Another folk might have pursued in an attempt to recover their stolen stores, but not the Tsla. There was no room in their philosophy for active military pursuit. And out on the open plain they would be at a disadvantage against their opponents, whose size and maneuverability would not be restricted by stone walls and narrow streets.

He slowed as he approached the shattered gate, to stare after the retreating Na. A group of curious locals began to gather around him. Smiling and making Tsla gestures of friendship, he forced his way through them to find Tyl deep in conversation with a silver-furred elder.

The guide introduced him. “This is Ruu-an, First Scholar of Jakaie. Ruu-an, make greeting to the Learned Etienne, a scholar from a world other than ours. He comes here to learn about us … and as thee have observed, sometimes to help.”

“I am gladdened by thy presence,” the elder said. His accent differed from that of Tyl and the other Tsla of Turput, but the words remained comprehensible. “Also that thee saw fit to put aside thy studies long enough to aid us in a most desperate time. I have been informed that thee helped to bring down two of the Na and thereby to hasten their flight.”

Etienne holstered his pistol. “Does this happen often? From what I saw of the fight I don’t see how you could survive repeated attacks.”

“The Na assail us infrequently, and usually with less loss of life. Many times we will simply fall back against the mountain and let them take what they will. They are not indiscriminate thieves and never take more than they can carry. But it has not been a good time for us and it was decided this time to resist. I do not think the choice wise.”

“They come to steal your food?”

“When the time is hard on us, it may also be hard on them. Nor do they know how to grow food of their own. Despite their appearance, they have a hunger for the fruit of the soil. When it is scarce on the Guntali they will sometimes come down among us. I suppose they cannot be blamed. The life offered by the Guntali must be very hard.”

“You sound like you’re ready to forgive them,” Etienne said, eyeing the bodies scattered both in front of and behind the ruined gate.

“We always do,” the First Scholar told him. “Have they not souls just as we? They are more to be pitied than hated for their ignorance and weaknesses.”

“I didn’t see many weaknesses, but I’ve already learned that you Tsla are more forgiving than we humans.” Already the townsfolk were busy removing the dead. That sparked an unpleasant memory.

“After the … funeral ceremonies … are concluded, what do you do with the bodies of your deceased?” He could not look at Tyl as he said this. Sensing his discomfort, the guide discreetly allowed the First Scholar to answer.
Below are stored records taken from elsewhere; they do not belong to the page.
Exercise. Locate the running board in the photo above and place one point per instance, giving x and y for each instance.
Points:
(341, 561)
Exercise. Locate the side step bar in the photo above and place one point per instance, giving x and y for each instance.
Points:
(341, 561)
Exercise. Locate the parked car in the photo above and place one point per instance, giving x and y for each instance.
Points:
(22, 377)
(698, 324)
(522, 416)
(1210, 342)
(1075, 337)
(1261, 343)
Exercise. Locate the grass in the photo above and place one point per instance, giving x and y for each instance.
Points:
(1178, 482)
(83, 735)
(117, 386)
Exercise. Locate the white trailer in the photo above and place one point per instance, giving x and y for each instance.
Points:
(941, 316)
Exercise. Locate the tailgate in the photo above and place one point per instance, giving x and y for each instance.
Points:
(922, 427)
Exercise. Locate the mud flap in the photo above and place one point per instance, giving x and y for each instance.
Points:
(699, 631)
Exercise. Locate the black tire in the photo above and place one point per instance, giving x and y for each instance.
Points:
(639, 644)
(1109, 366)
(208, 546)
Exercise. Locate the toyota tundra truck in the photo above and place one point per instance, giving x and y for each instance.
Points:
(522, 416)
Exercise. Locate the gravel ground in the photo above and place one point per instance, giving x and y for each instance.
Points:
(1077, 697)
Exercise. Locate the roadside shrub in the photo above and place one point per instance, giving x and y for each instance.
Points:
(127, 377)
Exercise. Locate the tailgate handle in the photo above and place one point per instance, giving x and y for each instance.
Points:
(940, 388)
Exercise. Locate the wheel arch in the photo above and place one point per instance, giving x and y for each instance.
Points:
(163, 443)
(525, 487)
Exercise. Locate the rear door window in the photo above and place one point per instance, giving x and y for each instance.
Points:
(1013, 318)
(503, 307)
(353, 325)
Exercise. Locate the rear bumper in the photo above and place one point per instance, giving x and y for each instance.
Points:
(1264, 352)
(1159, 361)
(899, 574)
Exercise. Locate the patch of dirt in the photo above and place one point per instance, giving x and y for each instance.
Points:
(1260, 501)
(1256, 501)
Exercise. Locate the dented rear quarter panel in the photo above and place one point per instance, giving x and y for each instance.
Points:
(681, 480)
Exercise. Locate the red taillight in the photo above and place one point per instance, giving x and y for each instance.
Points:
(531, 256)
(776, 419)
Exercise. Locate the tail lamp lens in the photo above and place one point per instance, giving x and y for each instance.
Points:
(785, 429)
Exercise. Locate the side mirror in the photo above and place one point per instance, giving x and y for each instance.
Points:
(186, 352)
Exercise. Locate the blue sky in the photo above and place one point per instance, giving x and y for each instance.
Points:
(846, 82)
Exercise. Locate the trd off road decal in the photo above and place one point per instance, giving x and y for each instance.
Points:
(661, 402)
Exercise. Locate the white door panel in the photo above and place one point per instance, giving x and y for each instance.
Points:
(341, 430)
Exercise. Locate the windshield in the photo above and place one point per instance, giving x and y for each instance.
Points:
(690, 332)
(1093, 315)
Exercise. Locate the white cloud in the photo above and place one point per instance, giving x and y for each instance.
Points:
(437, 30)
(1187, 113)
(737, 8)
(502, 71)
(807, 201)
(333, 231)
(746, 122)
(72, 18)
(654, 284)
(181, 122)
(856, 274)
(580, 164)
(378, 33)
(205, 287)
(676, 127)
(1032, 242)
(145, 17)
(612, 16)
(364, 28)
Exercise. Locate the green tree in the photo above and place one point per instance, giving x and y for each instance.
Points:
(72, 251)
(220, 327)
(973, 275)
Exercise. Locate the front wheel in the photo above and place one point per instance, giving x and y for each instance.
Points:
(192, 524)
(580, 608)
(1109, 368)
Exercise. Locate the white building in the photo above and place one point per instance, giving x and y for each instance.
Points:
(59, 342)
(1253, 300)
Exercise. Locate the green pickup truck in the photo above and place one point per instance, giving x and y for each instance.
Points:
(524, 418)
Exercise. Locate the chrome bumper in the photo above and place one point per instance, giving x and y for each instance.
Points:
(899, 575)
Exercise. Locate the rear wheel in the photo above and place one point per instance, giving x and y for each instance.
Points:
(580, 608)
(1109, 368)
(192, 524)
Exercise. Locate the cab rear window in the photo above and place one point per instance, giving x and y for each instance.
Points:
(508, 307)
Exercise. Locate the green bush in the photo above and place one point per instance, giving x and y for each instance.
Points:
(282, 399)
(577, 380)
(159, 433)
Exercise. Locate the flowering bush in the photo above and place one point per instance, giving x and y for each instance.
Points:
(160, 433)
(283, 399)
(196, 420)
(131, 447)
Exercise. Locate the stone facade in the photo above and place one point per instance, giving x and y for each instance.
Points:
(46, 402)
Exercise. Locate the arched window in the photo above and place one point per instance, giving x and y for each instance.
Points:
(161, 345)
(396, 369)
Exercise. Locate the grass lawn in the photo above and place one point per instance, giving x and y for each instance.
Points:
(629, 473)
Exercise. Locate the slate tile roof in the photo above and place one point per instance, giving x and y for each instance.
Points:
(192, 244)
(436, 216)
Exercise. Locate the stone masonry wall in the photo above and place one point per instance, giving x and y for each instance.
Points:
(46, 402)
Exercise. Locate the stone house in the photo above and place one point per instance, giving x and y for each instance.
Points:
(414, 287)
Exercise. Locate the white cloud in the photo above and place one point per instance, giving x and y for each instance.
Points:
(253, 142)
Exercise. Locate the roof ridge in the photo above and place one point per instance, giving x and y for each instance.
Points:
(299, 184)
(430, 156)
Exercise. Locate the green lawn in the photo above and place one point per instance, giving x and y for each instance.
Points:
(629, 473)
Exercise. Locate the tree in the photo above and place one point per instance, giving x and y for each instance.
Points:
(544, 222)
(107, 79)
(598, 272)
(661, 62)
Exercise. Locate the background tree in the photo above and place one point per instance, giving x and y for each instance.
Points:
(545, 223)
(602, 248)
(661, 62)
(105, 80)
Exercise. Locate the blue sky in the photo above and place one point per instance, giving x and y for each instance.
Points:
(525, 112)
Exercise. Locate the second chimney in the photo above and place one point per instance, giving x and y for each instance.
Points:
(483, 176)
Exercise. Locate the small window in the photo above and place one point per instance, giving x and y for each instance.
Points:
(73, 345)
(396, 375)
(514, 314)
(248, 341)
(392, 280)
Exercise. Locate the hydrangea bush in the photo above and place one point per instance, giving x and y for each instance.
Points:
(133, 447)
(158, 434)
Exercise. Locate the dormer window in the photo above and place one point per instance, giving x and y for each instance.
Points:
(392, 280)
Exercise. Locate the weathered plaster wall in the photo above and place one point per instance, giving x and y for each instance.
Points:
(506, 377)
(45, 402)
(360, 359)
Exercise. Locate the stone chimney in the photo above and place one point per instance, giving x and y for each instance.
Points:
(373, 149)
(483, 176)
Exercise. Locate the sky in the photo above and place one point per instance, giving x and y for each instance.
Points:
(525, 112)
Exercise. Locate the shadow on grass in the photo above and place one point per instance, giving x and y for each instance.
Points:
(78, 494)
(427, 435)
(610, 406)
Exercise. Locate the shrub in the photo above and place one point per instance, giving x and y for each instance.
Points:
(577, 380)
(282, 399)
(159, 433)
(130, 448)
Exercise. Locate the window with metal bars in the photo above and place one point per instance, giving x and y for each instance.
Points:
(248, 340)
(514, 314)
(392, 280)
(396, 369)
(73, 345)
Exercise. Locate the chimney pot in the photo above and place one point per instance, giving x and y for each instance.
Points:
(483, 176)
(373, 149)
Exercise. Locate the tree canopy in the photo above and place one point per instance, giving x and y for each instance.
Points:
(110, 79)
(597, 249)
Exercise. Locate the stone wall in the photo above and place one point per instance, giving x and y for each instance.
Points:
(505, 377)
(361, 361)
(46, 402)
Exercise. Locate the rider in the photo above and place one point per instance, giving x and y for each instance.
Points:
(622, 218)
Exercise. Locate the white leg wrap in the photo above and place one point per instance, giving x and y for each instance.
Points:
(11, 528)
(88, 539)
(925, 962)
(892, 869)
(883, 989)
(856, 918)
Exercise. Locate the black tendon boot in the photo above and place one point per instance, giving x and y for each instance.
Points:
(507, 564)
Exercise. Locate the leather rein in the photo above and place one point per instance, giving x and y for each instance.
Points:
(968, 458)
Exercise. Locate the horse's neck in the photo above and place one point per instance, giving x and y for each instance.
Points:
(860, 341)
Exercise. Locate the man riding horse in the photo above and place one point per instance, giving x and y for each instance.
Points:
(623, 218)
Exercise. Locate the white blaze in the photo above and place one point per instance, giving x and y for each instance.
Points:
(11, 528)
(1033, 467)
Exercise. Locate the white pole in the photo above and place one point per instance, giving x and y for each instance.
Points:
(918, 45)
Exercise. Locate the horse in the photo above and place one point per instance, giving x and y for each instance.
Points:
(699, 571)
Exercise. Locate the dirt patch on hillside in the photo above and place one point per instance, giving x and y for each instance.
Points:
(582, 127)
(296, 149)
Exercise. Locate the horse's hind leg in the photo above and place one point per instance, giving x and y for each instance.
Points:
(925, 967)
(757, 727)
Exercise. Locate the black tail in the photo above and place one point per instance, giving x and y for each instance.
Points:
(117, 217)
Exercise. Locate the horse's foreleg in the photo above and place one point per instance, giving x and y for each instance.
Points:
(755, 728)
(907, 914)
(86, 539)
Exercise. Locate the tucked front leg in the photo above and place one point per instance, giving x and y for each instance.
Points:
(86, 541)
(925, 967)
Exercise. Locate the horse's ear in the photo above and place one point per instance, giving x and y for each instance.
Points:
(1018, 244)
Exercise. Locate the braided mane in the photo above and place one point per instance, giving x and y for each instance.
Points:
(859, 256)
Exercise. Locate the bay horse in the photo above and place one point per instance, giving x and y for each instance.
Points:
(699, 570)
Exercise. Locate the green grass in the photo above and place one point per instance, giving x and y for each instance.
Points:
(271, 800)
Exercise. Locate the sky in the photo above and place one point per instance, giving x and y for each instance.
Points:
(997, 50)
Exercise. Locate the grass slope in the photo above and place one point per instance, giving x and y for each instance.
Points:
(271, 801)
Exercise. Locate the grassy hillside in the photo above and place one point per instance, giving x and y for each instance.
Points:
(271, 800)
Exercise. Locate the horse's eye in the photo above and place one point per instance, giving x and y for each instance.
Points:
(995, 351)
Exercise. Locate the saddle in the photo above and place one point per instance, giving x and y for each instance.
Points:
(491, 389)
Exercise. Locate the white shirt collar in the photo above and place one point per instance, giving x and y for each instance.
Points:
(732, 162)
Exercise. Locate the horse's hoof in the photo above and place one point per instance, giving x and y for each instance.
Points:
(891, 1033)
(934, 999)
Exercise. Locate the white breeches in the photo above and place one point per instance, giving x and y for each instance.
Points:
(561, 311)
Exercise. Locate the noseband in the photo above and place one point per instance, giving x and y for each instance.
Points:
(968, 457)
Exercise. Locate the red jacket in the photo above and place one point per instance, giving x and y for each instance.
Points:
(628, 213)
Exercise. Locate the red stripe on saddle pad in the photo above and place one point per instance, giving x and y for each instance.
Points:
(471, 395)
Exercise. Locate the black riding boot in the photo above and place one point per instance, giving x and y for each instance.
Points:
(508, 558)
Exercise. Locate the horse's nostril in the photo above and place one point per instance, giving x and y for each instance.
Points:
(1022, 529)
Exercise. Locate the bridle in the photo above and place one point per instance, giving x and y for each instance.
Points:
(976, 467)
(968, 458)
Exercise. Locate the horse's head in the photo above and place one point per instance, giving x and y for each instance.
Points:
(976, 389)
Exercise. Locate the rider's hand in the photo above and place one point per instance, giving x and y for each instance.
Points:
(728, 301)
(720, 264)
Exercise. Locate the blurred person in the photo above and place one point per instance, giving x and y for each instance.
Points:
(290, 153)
“Here we cremate the bodies and then scatter the ashes upon our fields, so that as tillers of the soil those who pass on may help the next generation to grow better crops.”

“So they can be stolen again by the Na. You ought to put a stop to it.”

“That would be a fine thing,” the elder said, “but alas, a thing not possible. We cannot chase the Na up to the Guntali. It is too cold for us and the air too thin for us to fight in. Up there, they are the masters.

“Similarly, they cannot fight long down here. The thick hair which protects them from the Guntali’s cold soon causes them to grow too hot to exert their great bodies, and they must retreat.”

“I’m glad I don’t have to depend on the weather for my defense,” Etienne replied. Not that it was within his province to criticize the way these Tsla managed their lives.